No one starts a business expecting it to fail. However, the sad reality is that many small businesses go bankrupt within the first few years. There are several reasons why this happens, but today we’re going to focus on five of the most common ones. So, if you’re a small business owner, pay attention to these warning signs and take action before it’s too late.
The leading cause of bankruptcy for any business is personal problems. Unfortunately, these problems often intertwine with the business and can quickly spiral out of control. Here are three of the most common personal issues that end up sinking a small business.
Child Custody and Divorce
Divorce is a way too common occurrence in the United States. It’s estimated that five couples get divorced in every 1,000 people. That’s a rate of 50% for first marriages and even higher for subsequent marriages.
The business can become a bargaining chip in property settlements when going through a divorce. This can lead to loss of ownership, lack of funds for operations, or even the closure of the business. Additionally, child custody can lead to the owner losing money. If you want to avoid these problems, it’s good to get professional help. An experienced child custody lawyer can help you reduce financial impact and protect your business interests in a divorce. They might even help you win a case. This is the same for divorce. A good lawyer can help you come out on top and protect your business.
Illness or Injury
Illness and injury can also have a significant impact on small businesses. When the owner falls ill or cannot work due to injury, it may be difficult for them to continue running the business effectively. This can lead to financial strain and, ultimately, bankruptcy. This is why it’s always good to get health insurance for you and your company to avoid this particular problem.
Substance abuse is another personal problem that can affect small businesses. Not only does it impair decision-making and weaken performance at work, but it can also lead to legal troubles and financial strain. Therefore, it’s essential to seek professional help if you or your company are struggling with substance abuse.
Poor Cash Flow Management
Poor cash flow management is one of the most common reasons why small businesses go bankrupt. To stay afloat, companies must have enough money to cover their expenses. If your business isn’t generating enough revenue to cover its costs, you’ll run into trouble very quickly. So make sure you close your cash flow and take steps to improve it if necessary.
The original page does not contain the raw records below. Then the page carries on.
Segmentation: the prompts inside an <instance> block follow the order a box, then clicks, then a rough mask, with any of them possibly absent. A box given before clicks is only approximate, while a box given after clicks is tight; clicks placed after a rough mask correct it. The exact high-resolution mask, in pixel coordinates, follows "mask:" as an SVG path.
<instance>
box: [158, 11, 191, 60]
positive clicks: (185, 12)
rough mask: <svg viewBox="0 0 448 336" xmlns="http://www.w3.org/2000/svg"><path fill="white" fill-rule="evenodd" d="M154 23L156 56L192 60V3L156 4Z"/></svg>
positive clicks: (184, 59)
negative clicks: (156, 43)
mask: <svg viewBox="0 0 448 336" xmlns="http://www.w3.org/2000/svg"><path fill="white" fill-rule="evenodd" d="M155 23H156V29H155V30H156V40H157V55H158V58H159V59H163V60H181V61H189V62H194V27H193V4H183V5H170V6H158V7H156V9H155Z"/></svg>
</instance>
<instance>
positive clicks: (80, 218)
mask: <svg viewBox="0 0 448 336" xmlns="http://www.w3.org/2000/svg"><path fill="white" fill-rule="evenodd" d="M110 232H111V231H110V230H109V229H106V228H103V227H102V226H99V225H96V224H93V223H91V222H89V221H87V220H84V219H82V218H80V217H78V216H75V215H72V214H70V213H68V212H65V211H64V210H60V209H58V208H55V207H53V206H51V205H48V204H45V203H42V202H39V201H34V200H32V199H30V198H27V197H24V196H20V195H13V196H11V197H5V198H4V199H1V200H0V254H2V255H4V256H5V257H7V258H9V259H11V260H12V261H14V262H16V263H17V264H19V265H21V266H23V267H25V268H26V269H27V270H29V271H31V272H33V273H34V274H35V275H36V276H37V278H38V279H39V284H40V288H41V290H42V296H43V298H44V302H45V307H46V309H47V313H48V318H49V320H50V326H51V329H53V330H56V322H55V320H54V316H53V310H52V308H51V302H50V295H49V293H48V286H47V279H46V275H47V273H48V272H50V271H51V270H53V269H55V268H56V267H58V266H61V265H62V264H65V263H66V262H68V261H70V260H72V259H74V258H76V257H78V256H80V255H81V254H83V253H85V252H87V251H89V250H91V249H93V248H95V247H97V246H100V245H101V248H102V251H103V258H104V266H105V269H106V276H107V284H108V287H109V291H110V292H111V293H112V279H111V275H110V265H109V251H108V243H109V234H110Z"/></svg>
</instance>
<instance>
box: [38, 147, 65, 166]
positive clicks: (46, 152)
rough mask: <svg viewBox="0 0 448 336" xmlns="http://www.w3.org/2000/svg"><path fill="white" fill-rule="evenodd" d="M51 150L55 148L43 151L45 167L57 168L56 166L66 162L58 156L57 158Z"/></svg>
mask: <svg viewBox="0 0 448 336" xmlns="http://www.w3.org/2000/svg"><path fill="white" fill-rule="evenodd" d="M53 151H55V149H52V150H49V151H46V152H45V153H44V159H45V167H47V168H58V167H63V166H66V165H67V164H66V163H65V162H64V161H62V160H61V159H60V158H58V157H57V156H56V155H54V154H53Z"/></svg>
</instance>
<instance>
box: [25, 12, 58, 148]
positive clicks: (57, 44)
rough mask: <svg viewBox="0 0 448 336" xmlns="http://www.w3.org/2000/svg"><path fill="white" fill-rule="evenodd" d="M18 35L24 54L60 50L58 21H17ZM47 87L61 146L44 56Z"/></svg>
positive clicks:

Additionally, three measures ensure that your business will have good cash flow.
Putting your eggs in one basket can be risky, especially regarding your income. If you rely on only one or two clients for most of your income, it’s a good idea to diversify and have multiple sources of revenue. This way, you won’t be left high and dry if one source dries up.
Watch Your Expenses
It’s essential to keep track of where your money is going and ensure you aren’t overspending. Then, cut unnecessary expenses and find ways to save money where you can.
Have an Emergency Fund
Having an emergency fund is crucial for any business. This will provide a safety net in case of unexpected expenses or financial hardships. Therefore, it’s essential to plan and have enough saved up.
Over-Reliance on Debt
Another common reason for small business bankruptcy is over-reliance on debt. It’s not unusual for businesses to use loans or lines of credit to finance their operations. However, if you’re relying too heavily on debt, you’re risking your business. You could find yourself in severe financial trouble if something goes wrong and you can’t make your loan payments. Make sure you only borrow what you can afford to pay back, and always plan how you’ll repay your debts if things don’t go as planned.
Lack of Diversification
If your business relies too heavily on one source of income, it’s at risk of failing if that income stream dries up. For example, if your only source of revenue is from selling products online and suddenly your website crashes, you could be in big trouble. Make sure you diversify your income streams so that your business can weather any storms that come its way.
One of the biggest mistakes businesses make failing to plan for the future. Every business should have a well-thought-out plan that includes short-term and long-term goals. Without a plan, getting off track and making poor decisions can easily lead to financial ruin. So make sure you take the time to develop a solid plan for your business and review it regularly to ensure you’re still on track.
No one wants their small business to go bankrupt, but unfortunately, it happens more often than you might think. There are several reasons why businesses fail. If you’re a small business owner, keep these warning signs in mind and take action before it’s too late.